Norwegian journalist, foreign correspondent and editor

Samuel Frederik Bætzmann (16 October 1841 – 2 May 1913) was a Norwegian journalist, foreign correspondent and editor.

Bætzmann was born in Trondheim. His father, Samuel Severin Bætzmann (1800–1859), was mayor of Trondheim and served as a member of the Norwegian Parliament. He was married to Karen Marie Fougner (1840–1907). He was the father of the journalist Kitty Wentzel and father-in-law of the painter Gustav Wentzel.

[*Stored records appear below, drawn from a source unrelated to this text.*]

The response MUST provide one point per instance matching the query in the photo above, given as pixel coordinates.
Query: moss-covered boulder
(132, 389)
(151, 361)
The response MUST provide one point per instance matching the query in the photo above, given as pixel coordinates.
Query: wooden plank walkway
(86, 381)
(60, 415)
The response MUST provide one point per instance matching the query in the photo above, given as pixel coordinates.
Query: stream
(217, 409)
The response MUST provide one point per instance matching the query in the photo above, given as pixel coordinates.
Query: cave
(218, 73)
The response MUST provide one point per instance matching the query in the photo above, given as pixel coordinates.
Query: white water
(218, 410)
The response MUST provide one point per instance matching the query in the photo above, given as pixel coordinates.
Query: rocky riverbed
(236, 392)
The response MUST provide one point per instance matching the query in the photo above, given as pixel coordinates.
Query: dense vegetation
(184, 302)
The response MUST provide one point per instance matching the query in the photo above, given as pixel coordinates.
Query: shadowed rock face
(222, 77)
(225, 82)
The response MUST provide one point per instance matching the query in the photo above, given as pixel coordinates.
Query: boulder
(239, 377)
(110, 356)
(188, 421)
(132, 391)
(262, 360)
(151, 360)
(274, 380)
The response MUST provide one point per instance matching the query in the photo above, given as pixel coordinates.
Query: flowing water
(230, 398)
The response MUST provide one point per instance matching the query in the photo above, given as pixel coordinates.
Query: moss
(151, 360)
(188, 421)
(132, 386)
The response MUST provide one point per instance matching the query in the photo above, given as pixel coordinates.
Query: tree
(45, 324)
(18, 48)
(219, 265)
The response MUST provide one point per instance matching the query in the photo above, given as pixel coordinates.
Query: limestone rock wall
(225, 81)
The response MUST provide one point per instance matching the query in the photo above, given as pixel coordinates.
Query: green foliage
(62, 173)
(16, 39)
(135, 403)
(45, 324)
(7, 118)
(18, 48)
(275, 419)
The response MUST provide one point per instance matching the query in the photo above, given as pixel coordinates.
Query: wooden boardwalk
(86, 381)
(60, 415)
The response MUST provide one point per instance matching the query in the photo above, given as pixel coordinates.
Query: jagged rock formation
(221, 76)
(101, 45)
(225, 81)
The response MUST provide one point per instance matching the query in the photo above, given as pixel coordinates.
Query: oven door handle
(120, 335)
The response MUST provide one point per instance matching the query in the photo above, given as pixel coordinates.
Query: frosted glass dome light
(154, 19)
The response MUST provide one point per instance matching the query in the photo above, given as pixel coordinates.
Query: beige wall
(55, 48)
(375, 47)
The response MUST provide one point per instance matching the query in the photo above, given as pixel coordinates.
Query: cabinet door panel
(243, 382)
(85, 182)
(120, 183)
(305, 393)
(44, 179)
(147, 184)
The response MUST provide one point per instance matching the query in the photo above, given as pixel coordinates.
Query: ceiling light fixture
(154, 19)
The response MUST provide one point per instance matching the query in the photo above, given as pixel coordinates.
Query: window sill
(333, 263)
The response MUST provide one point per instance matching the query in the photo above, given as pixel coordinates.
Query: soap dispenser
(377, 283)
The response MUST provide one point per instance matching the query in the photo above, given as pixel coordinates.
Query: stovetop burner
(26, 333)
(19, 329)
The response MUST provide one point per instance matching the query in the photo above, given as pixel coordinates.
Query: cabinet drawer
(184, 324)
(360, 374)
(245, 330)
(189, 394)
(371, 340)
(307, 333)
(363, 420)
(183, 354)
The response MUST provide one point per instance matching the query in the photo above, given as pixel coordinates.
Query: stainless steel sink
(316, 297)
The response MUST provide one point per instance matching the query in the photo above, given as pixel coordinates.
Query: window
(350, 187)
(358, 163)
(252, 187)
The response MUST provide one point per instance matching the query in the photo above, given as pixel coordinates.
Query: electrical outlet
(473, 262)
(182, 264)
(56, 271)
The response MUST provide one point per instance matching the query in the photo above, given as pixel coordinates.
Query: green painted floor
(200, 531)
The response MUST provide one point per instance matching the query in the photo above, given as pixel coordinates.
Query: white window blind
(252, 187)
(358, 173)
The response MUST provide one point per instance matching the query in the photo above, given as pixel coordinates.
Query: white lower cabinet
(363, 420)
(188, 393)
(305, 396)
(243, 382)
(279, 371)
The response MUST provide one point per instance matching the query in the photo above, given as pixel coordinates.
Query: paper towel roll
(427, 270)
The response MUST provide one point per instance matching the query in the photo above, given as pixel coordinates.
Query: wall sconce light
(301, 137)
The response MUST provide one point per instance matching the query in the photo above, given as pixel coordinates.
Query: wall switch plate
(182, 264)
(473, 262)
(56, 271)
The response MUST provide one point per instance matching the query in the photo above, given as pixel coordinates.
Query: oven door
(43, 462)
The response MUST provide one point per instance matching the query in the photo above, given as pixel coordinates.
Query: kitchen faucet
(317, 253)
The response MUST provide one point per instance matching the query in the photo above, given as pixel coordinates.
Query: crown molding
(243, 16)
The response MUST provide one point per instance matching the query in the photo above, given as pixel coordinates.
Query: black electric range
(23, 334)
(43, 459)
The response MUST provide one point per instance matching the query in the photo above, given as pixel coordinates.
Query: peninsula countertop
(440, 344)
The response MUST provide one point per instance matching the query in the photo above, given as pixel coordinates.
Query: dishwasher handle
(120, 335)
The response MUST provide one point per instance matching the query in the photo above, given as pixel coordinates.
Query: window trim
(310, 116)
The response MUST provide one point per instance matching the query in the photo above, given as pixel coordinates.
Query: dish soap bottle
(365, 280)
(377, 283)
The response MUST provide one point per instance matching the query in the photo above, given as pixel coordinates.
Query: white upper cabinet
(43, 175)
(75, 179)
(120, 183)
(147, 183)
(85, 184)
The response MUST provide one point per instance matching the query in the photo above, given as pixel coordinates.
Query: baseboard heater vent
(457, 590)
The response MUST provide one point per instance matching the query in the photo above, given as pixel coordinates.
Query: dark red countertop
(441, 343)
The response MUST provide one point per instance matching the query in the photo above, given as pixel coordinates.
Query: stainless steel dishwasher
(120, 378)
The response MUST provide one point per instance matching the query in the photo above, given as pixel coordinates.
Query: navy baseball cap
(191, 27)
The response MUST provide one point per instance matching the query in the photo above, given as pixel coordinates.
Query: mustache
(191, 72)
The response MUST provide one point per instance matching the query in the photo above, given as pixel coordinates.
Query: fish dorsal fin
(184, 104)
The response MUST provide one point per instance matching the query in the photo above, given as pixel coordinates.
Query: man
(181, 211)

He traveled in Italy and England from 1859 to 1860. Between 1860 and 1864, he was mostly in Rome, where he was a secretary and librarian in the Scandinavian Society. From 1864 to 1865 he edited the periodical Illustreret Nyhedsblad. He worked for the newspaper Aftenbladet from 1867 to 1871 and for Dagbladet from 1871, later for a short period as editor-in-chief. Between 1878 and 1883, he resided in Paris as correspondent for both Dagbladet and Aftenposten. From 1884 to 1892, he was the Paris correspondent for Aftenposten. From 1892 to 1908 he was the political editor of Aftenposten.

Bætzmann settled in Rome from 1908. During this period, he published the book Italiens frihedskamp with Aschehoug in 1911. He died in Rome in 1913.